En vertu de ce principe, la pollution que l'on autorise en amont continuera à contaminer l'aval. Tant que notre agriculture productiviste à l'extrême, Bacon le film en témoigne, continuera à déverser ses poisons dans la nappe phréatique, les centaines de millions promis par les gouvernements ne pourront que financer à perpétuité des usines de traitement aussi insatisfaisantes que par le passé. L'eau, en effet, descend et elle entraîne dans sa course vers le bas la pollution encouragée en amont. S'il y a pollution à la tête des Grands Lacs, traiter l'eau à Montréal devient une tâche de plus longue durée que l'effort stérile de Sisyphe.

De la même manière, les sommes requises pour l'assainissement des eaux usées n'en finiront jamais de grever les budgets publics, à moins qu'un renouvellement du sens civique nous apprenne à économiser l'eau. Il est, en effet, bizarre que des gens pour qui la température constitue le principal sujet de conversation ne puissent pas constater par eux-mêmes qu'une sécheresse sévit et qu'il faille interdire par règlement des arrosages que le simple bon sens devrait condamner. Traiter 500 litres d'eau par personne par jour, alors que le véritable besoin d'eau potable tourne autour de dix litres, c'est à la fois puéril et masochiste.

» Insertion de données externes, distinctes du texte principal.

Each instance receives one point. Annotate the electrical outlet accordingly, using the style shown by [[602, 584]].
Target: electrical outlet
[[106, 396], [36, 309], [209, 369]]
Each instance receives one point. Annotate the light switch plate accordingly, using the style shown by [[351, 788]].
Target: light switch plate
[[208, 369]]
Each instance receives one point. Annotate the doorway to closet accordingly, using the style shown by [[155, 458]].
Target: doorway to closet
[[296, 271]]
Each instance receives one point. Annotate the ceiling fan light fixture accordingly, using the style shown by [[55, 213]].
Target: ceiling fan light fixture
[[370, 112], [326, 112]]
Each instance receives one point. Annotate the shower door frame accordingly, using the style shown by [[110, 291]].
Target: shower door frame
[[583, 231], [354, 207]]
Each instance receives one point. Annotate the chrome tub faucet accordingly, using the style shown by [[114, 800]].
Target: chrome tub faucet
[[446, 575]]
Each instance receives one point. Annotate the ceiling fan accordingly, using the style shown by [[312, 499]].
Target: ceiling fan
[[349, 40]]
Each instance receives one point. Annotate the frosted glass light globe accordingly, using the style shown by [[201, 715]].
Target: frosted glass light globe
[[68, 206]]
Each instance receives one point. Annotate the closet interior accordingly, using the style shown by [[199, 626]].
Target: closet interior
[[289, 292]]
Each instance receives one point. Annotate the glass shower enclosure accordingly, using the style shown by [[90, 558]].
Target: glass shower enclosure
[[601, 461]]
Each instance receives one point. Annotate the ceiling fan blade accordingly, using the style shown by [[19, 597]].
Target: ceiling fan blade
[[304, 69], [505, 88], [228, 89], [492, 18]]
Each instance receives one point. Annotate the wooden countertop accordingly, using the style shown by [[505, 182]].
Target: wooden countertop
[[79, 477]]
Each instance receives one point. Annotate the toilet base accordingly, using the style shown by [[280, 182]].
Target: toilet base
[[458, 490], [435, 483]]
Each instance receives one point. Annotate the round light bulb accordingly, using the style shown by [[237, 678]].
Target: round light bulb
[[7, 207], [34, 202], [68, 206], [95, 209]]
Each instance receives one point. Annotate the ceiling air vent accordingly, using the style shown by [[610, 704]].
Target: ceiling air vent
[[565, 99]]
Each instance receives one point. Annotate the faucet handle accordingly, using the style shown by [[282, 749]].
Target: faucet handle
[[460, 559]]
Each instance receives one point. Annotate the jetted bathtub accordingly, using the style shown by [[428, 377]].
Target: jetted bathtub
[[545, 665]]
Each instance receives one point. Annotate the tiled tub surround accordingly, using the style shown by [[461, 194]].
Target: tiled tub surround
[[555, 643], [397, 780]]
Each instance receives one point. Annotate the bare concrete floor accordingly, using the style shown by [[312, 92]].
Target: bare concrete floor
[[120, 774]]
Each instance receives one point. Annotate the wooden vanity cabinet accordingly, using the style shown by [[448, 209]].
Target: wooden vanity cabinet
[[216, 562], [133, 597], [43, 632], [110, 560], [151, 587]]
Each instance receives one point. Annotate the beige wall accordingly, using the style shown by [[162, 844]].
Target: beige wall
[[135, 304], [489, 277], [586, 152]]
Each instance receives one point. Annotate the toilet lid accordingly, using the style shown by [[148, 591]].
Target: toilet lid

Pour que, vague après vague, affolement après affolement, sévisse toujours cet infantilisme coûteux, il est permis de penser qu'il fait le bonheur de quelqu'un. Certainement le bonheur de ceux qui tiennent tellement au profit immédiat de leur exploitation agricole qu'ils en oublient de tenir compte des coûts et des risques sociaux et qu'ils n'évaluent même pas les dommages causés par la pollution au sol qui les fait vivre. Cet infantilisme coûteux profite également à une certaine industrie de l'épuration, ingénieurs compris, qui voit dans la pollution effectuée en amont un problème agréablement et interminablement rentable. Il semble même que beaucoup de nos gouvernants préfèrent se gargariser de promesses d'aide à l'épuration au lieu d'intervenir, par la recherche de nouvelles technologies et l'éducation du public, à la source des problèmes. L'amélioration qui semble se produire à propos des millions de pneus usés devrait pourtant instruire qui veut l'être : la consigne de quelques dollars imposée lors de l'achat de pneus est un bon exemple d'une intervention à la source.

Pourquoi un principe de physique élémentaire ne prendrait-il pas du service dans la gestion de l'eau? Un Galilée moderne ne pourrait-il pas dire, avant une nouvelle valse de centaines de millions : « Oui, mais l'eau coule... »?